In what could truly prove to a be a study in how climate affects whiskey maturation, Norway’s Aurora Spirit Distillery has released what it is calling the world’s northernmost whisky. The whisky is a single malt called Bivrost, which is a Viking word that refers to the Norse myth of the Northern Lights being the bridge between Asgard and our world (Middle Earth). It’s made from barley sourced from Viking Malt in Finland and glacial water from the Lyngen Alps. The malt is mashed and fermented into wash at Mack brewery in the village of Nordkjosbotn, 70 km south of the distillery, and then transported to the distillery’s wash tanks. “As of now we do not have any plans to do our own wash,” said a rep for the distillery. “We trust it to the ones who have been doing this for almost 150 years. We are however conducting several different experiments regarding our whisky development, including utilizing local Arctic barley.

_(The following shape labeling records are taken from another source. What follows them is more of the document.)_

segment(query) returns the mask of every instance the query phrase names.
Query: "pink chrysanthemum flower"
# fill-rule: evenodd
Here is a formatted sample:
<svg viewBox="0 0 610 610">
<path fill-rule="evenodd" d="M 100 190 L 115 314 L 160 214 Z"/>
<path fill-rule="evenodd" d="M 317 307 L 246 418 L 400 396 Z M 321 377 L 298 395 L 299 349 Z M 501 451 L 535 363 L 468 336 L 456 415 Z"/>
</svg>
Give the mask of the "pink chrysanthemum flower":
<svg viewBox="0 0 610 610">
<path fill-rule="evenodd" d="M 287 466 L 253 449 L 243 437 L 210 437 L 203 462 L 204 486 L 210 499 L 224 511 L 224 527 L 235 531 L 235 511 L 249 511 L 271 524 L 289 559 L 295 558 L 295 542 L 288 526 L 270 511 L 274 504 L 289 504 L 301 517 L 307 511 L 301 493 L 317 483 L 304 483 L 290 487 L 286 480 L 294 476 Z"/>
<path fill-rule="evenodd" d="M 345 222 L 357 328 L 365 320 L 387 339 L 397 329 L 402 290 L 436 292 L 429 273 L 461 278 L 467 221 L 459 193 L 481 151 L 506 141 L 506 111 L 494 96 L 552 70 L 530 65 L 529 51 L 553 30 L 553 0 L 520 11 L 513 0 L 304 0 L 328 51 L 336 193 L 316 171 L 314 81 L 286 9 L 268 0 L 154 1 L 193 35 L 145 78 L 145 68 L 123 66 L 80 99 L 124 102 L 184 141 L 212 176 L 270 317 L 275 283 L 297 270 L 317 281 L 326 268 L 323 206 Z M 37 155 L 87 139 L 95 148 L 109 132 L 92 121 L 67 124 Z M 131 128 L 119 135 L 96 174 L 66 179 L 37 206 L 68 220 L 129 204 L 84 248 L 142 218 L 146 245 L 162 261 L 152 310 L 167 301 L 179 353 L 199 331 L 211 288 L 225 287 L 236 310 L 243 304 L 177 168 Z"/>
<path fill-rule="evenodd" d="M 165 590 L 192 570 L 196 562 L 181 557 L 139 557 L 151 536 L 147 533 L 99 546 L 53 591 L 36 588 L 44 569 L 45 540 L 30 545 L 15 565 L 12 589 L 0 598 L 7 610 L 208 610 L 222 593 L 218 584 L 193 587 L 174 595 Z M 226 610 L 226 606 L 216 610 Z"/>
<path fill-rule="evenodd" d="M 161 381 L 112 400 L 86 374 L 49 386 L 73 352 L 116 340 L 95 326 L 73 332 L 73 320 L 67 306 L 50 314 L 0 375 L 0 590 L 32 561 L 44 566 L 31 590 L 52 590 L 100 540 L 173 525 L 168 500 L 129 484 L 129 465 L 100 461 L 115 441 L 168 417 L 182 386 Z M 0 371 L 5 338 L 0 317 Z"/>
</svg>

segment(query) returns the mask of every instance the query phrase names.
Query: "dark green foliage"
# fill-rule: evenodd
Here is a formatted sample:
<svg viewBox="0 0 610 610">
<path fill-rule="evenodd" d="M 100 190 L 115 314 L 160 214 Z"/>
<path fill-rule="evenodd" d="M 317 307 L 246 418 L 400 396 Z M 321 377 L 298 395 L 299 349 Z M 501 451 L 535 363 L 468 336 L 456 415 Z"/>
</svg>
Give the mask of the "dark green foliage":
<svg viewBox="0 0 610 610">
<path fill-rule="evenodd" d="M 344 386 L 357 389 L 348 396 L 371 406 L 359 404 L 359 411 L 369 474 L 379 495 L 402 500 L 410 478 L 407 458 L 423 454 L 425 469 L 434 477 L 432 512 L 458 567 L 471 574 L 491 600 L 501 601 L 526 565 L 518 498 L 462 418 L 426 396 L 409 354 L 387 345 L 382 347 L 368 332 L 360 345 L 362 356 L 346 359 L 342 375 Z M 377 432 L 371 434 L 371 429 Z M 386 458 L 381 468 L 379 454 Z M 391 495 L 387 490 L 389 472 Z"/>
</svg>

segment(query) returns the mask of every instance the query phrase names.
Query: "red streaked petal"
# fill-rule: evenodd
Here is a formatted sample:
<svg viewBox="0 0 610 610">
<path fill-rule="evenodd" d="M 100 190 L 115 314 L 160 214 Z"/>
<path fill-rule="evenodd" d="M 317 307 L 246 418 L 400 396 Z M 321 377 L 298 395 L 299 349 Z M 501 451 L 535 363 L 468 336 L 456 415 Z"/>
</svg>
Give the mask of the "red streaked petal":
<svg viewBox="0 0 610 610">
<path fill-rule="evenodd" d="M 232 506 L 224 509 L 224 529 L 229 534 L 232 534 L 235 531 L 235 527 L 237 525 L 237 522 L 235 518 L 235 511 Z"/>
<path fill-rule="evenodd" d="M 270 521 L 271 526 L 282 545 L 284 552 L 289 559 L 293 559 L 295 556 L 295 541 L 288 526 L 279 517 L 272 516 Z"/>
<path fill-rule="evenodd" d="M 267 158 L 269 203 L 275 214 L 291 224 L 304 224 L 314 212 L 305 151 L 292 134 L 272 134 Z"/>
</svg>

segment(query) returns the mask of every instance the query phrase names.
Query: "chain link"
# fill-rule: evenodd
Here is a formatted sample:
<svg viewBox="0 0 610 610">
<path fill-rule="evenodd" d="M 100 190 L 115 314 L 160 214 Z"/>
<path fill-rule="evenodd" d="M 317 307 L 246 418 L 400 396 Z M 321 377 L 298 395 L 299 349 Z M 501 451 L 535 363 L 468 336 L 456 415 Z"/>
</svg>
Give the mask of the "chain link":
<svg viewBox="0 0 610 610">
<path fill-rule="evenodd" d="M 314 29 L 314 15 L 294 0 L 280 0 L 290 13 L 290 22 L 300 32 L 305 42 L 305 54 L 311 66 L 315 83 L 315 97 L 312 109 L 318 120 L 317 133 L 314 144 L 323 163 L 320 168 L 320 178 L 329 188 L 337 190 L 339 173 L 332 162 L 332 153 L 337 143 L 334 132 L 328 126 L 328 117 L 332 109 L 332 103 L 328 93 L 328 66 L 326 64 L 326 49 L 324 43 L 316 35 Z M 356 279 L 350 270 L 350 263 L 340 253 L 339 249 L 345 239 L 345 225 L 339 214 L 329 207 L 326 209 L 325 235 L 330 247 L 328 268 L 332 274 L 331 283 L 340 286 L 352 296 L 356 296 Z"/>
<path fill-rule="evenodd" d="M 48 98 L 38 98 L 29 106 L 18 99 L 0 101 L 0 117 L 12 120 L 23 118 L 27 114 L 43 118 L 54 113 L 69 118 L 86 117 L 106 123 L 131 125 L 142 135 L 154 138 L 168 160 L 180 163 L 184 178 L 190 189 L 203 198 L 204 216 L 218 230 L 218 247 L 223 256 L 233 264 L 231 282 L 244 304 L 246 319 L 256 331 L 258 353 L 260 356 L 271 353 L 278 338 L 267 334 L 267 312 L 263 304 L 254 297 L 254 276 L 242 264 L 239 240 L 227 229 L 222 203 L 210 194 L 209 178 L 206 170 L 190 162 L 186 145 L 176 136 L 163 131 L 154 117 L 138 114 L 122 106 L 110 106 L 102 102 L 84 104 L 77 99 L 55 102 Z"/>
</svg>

This is a project we started up in 2019, where we are working together with different local farmers to produce the northernmost barley in the world for whisky production. We did two test batches last year and will continue doing batches of Arctic barley in the future.”
The whisky was matured in smaller casks to help accelerate the aging process in the relatively low temperatures in northern Norway (smaller barrels increase the surface area for greater interaction between the liquid and the wood). As in Scotch whisky maturation, a variety of casks types were used — sherry, bourbon, and virgin oak. There are plans to possibly use aquavit casks in the future as well. In the area surrounding the distillery, there is an old fort built by the Germans when they occupied Norway during WWII. The warehouses are actually old NATO bunkers that are located very close to the sea, which may play a factor in the whisky’s character as many seaside Scottish distilleries claim this proximity adds a hint of salinity to the palate. The whisky makers claim that there is very good temperature fluctuation and humidity levels in the warehouses.
The first test cask of whisky was laid down in November of 2016. The team finally got to taste it three years later, was very happy with the results, and released the first bottling this past May. As of now, supply is limited as the whisky the distillery has laid down continues to mature. The team is looking at 2025 as the year when it will launch its flagship Bivrost Whisky. Until then, plans are to release two smaller-scale, limited-edition whiskies each year as collectors’ items. The current release is called Niflheim, named after the “world of fog” in Norse mythology, and is available in a few European countries (although Master of Malt apparently ships internationally). Tasting notes include balsa wood, peppercorn, and maple syrup flavors. The next release, due out in November of this year, will be called Nidavellir, which refers to the “world of darkness.” It was aged in bourbon casks and finished in “ex-Islay red wine casks.”